Il vit alors Hannibal s'approcher doucement d'eux, avant de se pencher au dessus de Will.

« Tu peux tout faire disparaître. » murmura-t-il. Will fixait les yeux trahis qui le regardaient néanmoins tendrement. Hannibal souffrait. Tout ce qu'il aimait, ou du moins ce qu'il avait l'impression d'aimer, était en train de se vider de son sang. Will n'arrivait pas à quitter son regard du visage écorché d'Hannibal. Son âme se brisa une nouvelle fois lorsqu'il distingua une unique larme glisser le long de la joue du psychiatre. Le monstre avait réellement des sentiments. Mais Will était sûr que c'était la dernière fois qu'il les laisserait le submerger.

« Tu peux tout oublier, continua Hannibal. Met la tête en arrière, ferme les yeux. »

Il ne pouvait pas supporter de faire souffrir Will. Pas encore. Sa voix n'était qu'un souffle.

« Imprègne-toi du calme de la rivière. »


Will Graham ouvrit les yeux dans un cri. Il transpirait énormément et son rythme cardiaque était tellement élevé qu'il avait l'impression de mourir. Il se battit furieusement avec des liens autour de son corps et de ses membres avant de se rendre compte que c'était un drap qu'il l'entourait. Sa respiration commença lentement à se calmer. Essuyant la sueur de son visage, il pris doucement conscience de son environnement. Il était chez lui, dans son lit, et c'était le milieu de la nuit. Une truffe humide inquiète venait de lui frôler la jambe. Winston.

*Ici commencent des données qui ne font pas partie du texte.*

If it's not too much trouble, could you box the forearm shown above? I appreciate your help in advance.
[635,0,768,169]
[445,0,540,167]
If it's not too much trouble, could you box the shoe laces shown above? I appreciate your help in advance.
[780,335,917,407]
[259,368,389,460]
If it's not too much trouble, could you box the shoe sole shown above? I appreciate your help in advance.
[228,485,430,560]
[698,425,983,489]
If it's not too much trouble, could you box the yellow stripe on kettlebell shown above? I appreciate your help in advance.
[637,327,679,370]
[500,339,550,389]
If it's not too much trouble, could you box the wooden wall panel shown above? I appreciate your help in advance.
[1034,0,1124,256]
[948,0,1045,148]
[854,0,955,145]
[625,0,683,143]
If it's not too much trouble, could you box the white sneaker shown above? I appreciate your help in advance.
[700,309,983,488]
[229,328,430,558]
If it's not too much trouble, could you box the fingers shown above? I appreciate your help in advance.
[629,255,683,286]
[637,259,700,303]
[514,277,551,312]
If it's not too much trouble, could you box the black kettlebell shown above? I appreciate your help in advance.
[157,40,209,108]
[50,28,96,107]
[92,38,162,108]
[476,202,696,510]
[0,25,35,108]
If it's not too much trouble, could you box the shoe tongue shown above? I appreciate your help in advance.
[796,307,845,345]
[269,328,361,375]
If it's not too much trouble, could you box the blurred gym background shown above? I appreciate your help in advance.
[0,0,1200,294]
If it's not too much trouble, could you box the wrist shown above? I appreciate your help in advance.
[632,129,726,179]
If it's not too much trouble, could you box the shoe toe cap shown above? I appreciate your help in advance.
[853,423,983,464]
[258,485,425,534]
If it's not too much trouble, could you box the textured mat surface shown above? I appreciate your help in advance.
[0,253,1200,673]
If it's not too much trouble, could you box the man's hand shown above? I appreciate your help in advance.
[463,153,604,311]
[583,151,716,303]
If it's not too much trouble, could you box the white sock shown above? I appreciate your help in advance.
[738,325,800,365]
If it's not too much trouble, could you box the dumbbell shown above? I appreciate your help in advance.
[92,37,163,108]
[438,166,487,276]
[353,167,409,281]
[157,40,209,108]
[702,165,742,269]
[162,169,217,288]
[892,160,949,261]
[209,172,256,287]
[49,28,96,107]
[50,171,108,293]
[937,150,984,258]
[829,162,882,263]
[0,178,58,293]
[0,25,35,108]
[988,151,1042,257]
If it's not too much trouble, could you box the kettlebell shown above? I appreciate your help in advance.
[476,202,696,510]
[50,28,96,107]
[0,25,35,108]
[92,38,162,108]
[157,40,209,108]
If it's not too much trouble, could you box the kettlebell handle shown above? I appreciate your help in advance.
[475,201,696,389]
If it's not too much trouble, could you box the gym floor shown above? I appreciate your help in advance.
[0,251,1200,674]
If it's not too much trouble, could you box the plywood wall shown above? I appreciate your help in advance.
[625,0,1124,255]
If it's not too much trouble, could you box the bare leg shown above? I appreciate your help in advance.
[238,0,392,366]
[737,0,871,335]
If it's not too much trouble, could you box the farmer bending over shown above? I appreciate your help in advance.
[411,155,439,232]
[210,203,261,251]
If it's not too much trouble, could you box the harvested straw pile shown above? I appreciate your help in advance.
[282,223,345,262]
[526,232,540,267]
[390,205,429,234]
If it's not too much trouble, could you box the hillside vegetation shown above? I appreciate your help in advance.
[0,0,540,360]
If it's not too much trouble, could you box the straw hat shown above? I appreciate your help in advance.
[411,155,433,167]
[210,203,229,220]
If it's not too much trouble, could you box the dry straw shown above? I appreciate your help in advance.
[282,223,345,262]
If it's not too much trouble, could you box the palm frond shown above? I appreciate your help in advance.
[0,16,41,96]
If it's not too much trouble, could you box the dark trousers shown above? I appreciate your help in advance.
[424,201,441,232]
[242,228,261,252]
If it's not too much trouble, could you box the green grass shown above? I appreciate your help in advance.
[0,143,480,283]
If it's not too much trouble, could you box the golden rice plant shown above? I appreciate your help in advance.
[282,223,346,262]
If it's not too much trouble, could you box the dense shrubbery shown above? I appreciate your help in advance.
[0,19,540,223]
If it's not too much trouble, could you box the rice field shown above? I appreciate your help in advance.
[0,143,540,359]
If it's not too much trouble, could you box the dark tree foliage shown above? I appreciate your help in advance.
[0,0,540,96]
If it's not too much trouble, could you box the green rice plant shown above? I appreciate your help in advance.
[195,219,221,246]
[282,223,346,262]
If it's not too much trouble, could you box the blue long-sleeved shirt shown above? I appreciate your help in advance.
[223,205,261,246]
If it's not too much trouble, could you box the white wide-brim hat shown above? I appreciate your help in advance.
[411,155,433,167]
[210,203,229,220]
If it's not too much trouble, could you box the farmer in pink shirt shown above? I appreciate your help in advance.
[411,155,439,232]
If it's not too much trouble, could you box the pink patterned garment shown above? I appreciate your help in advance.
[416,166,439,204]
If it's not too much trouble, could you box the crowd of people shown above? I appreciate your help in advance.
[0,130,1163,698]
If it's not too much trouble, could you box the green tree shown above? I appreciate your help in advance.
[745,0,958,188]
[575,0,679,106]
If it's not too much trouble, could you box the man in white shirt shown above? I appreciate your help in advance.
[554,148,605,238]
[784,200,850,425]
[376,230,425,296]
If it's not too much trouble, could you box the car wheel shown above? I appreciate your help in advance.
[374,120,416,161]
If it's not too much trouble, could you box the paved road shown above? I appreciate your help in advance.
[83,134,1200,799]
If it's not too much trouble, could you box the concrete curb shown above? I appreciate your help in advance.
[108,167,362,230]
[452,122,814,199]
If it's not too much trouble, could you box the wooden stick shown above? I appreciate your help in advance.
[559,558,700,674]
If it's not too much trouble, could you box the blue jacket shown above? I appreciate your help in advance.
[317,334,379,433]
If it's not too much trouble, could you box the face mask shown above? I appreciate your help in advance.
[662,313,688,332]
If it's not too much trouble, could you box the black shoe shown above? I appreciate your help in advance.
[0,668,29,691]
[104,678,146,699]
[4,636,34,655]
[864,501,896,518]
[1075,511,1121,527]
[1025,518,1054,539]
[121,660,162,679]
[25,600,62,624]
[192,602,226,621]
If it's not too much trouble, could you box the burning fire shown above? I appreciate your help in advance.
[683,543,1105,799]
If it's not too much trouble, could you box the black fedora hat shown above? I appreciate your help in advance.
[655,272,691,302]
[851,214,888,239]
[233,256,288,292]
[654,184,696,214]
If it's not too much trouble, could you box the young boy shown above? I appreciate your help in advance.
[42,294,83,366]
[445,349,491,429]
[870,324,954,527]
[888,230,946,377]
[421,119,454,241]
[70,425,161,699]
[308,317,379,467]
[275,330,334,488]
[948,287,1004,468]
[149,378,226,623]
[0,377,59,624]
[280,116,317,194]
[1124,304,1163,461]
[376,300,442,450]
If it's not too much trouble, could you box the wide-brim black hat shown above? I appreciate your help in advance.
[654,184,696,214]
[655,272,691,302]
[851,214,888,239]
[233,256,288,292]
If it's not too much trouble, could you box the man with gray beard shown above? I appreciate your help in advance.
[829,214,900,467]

Ce n'était pas possible. Il ne devrait pas être là mais, encore brumeux, il avait du mal à se souvenir pourquoi. Il aurait dû être… à l'hôpital. Oui, c'était ça. Ou bien dans un cercueil. Mais pourquoi ? Que lui était-il arri—

Les souvenirs le frappèrent comme une balle de revolver. Cette journée, cette terrible journée qu'il avait passé. Et cette nuit sanglante. Pris de panique, il s'assit sur le lit et souleva son t-shirt blanc. Il se passa une main tremblante sur le ventre. Rien. Pas de trace de blessure. Pas une cicatrice. Juste sa peau lisse et trempée de sueur. Avait-il rêvé ? Ou était-il en train de rêver ? Plus rien n'avait de sens. Il essaya de se rappeler avec plus de détail cette fameuse nuit mais ses sentiments le prirent de court : douleur, souffrance, trahison, affection. Devant lui, il avait encore la vision d'Abigail agonisant au sol, le visage de Lecter si déchiré. Il fut pris de nausée et poussa Winston de son chemin pour atteindre rapidement la salle de bain avant de vomir ses entrailles au dessus des toilettes. Il se sentait mal, très mal, aussi bien au niveau physique qu'au niveau psychologique. Il ne savait plus quoi penser, comment partager fiction et réalité. Alors, il s'allongea sur le sol froid et resta là sans bouger pendant plusieurs heures, les yeux fermés, en chien battu. Il voulait se réveiller de ce cauchemar. Pourquoi cela lui arrivait-il ? Pourquoi cette nuit était-elle arrivée ? Etait-elle vraiment arrivée ?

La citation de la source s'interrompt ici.